Every year hundreds of people die in stampede during the ritual stoning of the pillars at the annual Hajj pilgrimage.

In 2006, 362 people died in the crush at Mina, where pilgrims gathered to perform the ritual. However, this year's ritual, which happened in late December and early January, went off without any incident.

So what was it, pure luck? Certainly not; according to Dirk Helbing of the Dresden University of Technology, Germany, it was sound planning based on the study of crowd dynamics that helped prevent casualties during one of Islam's most holiest traditions.

The activity in Mina, about four miles from Mecca, centres on the ritual stoning of three pillars representing the devil. The activity, known as the jamarat draws huge crowds.

To ease congestion problems, Saudi authorities replaced the old pillars with larger, elliptical ones and constructed a building called the Jamarat Bridge that provides pilgrims two tiers of access to the jamarat.

However, even these precautions proved ineffective owing to the steady increase in the number of pilgrims over the years.

Last year, the Saudi government contacted Helbing and his colleague on how to improve crowd safety.

The research team was allowed to analyse video recordings of the crowd at Mina.

Helbing and his co-workers had previously analysed how people moved past each other in corridors or intersections, and how jams occur when many people try to exit quickly through one single door.

"The Saudis invested a lot of money in putting up cameras to gather data," he said.

The team used computer simulation and found that as the melee thickened, the throng stopped passing steadily onto the bridge and instead moved in waves, so that individuals would be repeatedly stopping and starting.

Then, as the crowd became even denser, it changed to another mode in which clumps of people were jostled in all directions, apparently at random and against their wish to move steadily towards the jamarat.

"Pilgrims were being pushed around and if they stumbled and didn't get back on their feet quickly enough, they were trampled.
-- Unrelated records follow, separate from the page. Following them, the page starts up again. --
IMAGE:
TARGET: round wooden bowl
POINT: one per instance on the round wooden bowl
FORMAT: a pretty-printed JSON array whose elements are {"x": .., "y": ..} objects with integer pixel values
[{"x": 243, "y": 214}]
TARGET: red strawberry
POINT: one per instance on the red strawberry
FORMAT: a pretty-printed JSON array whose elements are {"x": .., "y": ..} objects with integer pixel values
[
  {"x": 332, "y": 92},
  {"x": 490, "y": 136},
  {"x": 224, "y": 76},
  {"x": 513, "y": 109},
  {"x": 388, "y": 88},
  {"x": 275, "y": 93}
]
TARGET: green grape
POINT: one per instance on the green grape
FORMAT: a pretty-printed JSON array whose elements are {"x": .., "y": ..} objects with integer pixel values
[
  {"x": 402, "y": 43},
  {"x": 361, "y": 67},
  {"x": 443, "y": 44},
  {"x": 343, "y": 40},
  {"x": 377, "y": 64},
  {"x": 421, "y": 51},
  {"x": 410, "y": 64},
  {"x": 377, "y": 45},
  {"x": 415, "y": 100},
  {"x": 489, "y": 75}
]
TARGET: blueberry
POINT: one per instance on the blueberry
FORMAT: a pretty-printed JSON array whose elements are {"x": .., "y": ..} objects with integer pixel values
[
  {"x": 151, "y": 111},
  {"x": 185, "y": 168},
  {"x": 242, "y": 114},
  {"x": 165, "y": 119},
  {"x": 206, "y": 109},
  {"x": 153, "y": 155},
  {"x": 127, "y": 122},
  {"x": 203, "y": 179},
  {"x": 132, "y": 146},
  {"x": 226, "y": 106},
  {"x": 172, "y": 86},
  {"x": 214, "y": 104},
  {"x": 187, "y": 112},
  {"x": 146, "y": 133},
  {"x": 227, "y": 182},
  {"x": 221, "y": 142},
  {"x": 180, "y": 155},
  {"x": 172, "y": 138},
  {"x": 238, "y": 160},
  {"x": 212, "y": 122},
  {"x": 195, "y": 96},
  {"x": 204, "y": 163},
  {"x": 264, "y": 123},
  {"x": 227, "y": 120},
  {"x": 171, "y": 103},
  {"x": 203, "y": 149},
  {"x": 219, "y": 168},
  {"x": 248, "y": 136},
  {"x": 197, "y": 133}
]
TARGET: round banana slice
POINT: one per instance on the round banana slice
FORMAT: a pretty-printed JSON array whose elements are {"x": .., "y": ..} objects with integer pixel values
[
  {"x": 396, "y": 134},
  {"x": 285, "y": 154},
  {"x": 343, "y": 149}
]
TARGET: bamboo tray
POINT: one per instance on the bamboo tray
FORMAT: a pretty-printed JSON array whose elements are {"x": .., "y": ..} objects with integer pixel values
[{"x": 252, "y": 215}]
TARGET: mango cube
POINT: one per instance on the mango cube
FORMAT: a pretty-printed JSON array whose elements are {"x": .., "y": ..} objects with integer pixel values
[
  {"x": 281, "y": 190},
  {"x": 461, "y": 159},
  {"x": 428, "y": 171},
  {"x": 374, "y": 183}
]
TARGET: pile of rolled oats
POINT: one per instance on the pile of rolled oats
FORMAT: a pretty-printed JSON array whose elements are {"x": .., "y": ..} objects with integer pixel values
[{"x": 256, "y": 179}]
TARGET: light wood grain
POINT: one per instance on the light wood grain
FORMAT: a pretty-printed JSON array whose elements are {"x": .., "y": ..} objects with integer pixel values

The movements look like those in a fluid when it becomes turbulent, which hasn't been seen before in human motion," he said.

However, pilgrims directed along one-way routes could safely follow the flow, avoiding dangerous crush points, he said.

According to Helbing there are warning signs for the development of this type of behaviour.

For any given point on the route, the average number of people passing per minute falls below a critical threshold up to half an hour before turbulence sets in, Nature quoted him as saying.

Armed with the findings, Helbing consulted with the Saudi authorities for a new route and schedule that pilgrims would be compelled to follow, rather than meandering at will to the jamarat.

Multiple entry points were introduced at the Jamarat Bridge to synchronize the crowd flow.

"All 1.5 million registered pilgrims got a timetable and a route in order to distribute them uniformly in space and time. In case the more-than-a-million unregistered participants confounded this plan, they also had the capacity to use real-time data from surveillance cameras to alter the schedule, guided by the models of crowd behaviour. That capacity wasn't needed this year, but the scheme is in place for future," he said.

"This Hajj, in contrast to many previous ones, was very safe, without any panics or incidents, even though it was expected to be the most critical ever and there were about 800,000 more pilgrims than the expected three million. This great success was due to a completely different organization of pilgrim flows.

"Most of the critical organizational measures are now in place, so that future years should be safer. From next year on, the Jamarat Bridge will have more floors, easing the flow even more. Now other experts can take over," he added.

"The science was very important. We learnt a lot about how to organize the flow from the crowd simulations," said Salim Al Bosta, a civil engineer at the Saudi Ministry of Municipal and Rural Affairs in Riyadh, who managed the consultation exercise.

The findings appear in a paper on the arXiv preprint server. (ANI)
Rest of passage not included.